Recently, there has been a wave of capital expansion in the domestic insurance industry. Insurance companies are actively trying to enhance their financial soundness by issuing hybrid capital securities, subordinated bonds, and conducting paid-in capital increases. This is interpreted as an effort to raise the solvency ratio, a key indicator of an insurer's soundness, and to take preemptive measures against increasing economic uncertainties.


According to the Financial Supervisory Service on the 31st, the solvency situation has somewhat deteriorated as the required capital for insurers increased due to rising market risks such as equity risk. In the first quarter of this year, the solvency ratio of insurance companies was 223.6%, down 8.6 percentage points from 232.2% in the previous quarter. The solvency ratio is calculated by dividing available capital by required capital (the amount insurers must pay to policyholders). The minimum standard under the Insurance Business Act is 100%, and the supervisory authority recommends maintaining it above 150%.


In response, insurers are expanding their capital through various methods. Hyundai Marine & Fire Insurance successfully issued subordinated bonds worth 500 billion KRW last month. Kyobo Life Insurance also plans to issue subordinated bonds worth 700 billion KRW next month, marking about a year since May last year. Technically, subordinated bonds are liabilities, but since their maturity is typically 10 years, a portion is recognized as capital under the Insurance Business Act.


Additionally, following Hana Insurance, which issued hybrid capital securities worth 100 billion KRW in May, Hanwha Life Insurance issued 500 billion KRW of hybrid capital securities this month. Hybrid capital securities usually have maturities of 30 years or more and are sometimes called perpetual bonds. They are capital-type securities recognized as capital in accounting. They have conditions allowing conversion of principal into shares or write-offs if the issuer's financial condition deteriorates, thus exhibiting characteristics between bonds and stocks.


Hana Life Insurance, an affiliate of Hana Financial Group like Hana Insurance, also resolved a paid-in capital increase of 200 billion KRW through its board meeting on the 25th. Namgung Won, CEO of Hana Life Insurance, announced plans to improve financial soundness and secure a business foundation.


The active capital expansion by insurers is not merely a regulatory response but also signifies laying the groundwork for future growth. By securing sufficient capital, they can explore new business opportunities and prepare for unforeseen risks.

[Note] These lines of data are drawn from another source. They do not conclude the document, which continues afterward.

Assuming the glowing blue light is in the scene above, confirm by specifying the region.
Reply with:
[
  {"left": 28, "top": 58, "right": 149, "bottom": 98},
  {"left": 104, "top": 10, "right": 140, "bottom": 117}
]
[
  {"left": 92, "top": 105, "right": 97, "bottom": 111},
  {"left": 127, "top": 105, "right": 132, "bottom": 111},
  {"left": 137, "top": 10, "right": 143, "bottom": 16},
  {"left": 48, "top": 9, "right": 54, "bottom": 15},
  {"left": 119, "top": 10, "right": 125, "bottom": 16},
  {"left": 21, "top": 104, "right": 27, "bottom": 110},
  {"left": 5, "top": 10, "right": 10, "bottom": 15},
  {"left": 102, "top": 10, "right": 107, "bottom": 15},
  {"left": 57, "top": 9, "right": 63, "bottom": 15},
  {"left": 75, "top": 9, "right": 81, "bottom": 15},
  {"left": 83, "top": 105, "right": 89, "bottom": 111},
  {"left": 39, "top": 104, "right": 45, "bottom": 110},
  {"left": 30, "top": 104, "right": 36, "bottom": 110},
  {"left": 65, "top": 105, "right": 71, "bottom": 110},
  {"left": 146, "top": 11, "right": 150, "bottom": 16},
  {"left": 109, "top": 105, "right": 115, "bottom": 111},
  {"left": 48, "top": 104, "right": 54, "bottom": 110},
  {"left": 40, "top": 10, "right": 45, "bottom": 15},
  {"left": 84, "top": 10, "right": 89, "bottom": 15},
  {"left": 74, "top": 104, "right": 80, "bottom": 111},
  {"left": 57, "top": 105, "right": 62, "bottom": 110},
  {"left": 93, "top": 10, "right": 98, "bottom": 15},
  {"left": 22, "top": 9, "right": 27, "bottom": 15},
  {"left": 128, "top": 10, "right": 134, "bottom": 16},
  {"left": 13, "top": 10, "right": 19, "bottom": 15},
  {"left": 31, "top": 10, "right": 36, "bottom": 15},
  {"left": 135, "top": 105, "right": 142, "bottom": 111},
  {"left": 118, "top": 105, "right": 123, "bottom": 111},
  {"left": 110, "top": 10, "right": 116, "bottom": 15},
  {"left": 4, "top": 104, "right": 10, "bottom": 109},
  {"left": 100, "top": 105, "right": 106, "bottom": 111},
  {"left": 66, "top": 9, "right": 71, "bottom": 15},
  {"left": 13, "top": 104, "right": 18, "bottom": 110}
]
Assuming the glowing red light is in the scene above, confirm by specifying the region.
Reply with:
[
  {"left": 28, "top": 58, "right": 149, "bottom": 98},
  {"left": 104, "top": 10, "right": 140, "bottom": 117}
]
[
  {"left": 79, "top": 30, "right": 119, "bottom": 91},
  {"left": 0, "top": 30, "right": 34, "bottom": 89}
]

Seo Ji-yong, a professor in the Department of Business Administration at Sangmyung University, explained, "Capital expansion is mainly occurring among insurers who judged that funding was necessary for managing financial soundness. Although the supervisory authority's recommended solvency ratio is 150%, many insurers aim to maintain it above 200%. Given the expected interest rate volatility, required capital may increase, so they appear to be taking preemptive measures."